L’action est on ne peut plus palpitante dans cet opus 3. On apprend que les services secrets, dirigés par une « Mme Ferris » nympho, attirée par la « jeunesse et joli cul » du moins vieux de l’équipe, protègent un secret autour des attentats du 11 septembre 2001. Ils tentent de charger Chamza et sa mère, pour manipuler le président Azimatov, en lui faisant croire que Chamza n’est pas sa fille. Chamza rejoint l’émir dans son repère secret, mais celui-ci est prévenu par sa sœur que son cousin et sa fille ont été exécutés par les barbouzes, et qu’il faut se méfier de Chamza. Cela n’a pas empêché que Chamza, à trois jours de ses 28 ans, soit dépucelée par l’émir, sous les yeux des services secrets. Mais il n’y pas qu’eux qui observent la scène, loin de là ! Chamza ne sait pas d’où provient la fortune dont elle a hérité, elle sait seulement qu’elle doit le savoir le jour de ses 28 ans. Lindsey, au terme d’une échappée digne des meilleurs scénarios d’espionnage, est kidnappée par Gellett, et les services secrets lui font croire que c’est l’émir qui a fait le coup. Pour l’instant ils ont la main, car tous dans le camp arabo-musulman, croient ferme que leurs amis les trahissent. Lindsey a réussi à surprendre le secret des caméras dans les yeux de son amie, mais ne parvient pas à le lui faire savoir discrètement, car celle-ci est trop irritée par ce qu’elle croit la trahison de son amant… On est fort loin dans ce tome 3 des thématiques altersexuelles…

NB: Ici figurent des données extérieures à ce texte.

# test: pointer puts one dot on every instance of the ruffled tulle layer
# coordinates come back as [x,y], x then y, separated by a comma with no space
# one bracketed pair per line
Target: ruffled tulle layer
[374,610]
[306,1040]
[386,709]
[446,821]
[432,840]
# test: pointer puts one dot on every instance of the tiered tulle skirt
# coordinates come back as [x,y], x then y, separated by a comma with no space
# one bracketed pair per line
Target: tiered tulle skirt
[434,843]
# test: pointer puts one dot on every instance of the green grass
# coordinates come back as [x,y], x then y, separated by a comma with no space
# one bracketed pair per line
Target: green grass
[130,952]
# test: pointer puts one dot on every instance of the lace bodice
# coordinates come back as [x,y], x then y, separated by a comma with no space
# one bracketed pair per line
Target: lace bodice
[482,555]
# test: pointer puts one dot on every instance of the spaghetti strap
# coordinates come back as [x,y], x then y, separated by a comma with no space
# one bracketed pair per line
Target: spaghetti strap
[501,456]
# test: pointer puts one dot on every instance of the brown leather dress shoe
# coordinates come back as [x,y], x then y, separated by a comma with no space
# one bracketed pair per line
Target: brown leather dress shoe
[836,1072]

Tome 4 : La Prisonnière tashkite (2013)

Ce tome confirme que les auteurs, malgré les repérages en Arménie, pensaient plutôt au dictateur de l’Ouzbékistan, Islom Karimov, à ses filles, son népotisme, et son allégeance intéressée aux États-Unis, lui permettant de faire ce qu’il veut pourvu qu’il ait l’air de combattre le terrorisme islamiste. Chamza est internée dans une prison secrète. Son père croit qu’elle n’est pas sa fille, mais celle du banquier Haddad. Cependant les Américains sont partagés, et soupçonnent que la piste de l’émir des Lumières cache une autre piste interne aux États-Unis. Lindsey, comme Chamza elle-même, croient à la trahison de Umar, d’autant plus qu’il revendique l’attentat de Dubaï. Pendant ce temps-là, le hacker chinois qui a surpris les caméras dans les yeux de Chamza, retrouve Lindsey, et ils parviennent à informer Chamza du fait qu’elle est espionnée. Le jour des 28 ans de Chamza arrive enfin, et d’étranges événements surviennent, en tout cas il semble que la révélation, qu’il faudra attendre dans le tome 5, ne soit pas celle que la plupart des personnages attendent (mais pas le lecteur, qui a bien compris depuis le tome 1 qu’il s’agissait de dénoncer la manipulation islamophobe de l’opinion). Peu d’altersexualité dans ce tome.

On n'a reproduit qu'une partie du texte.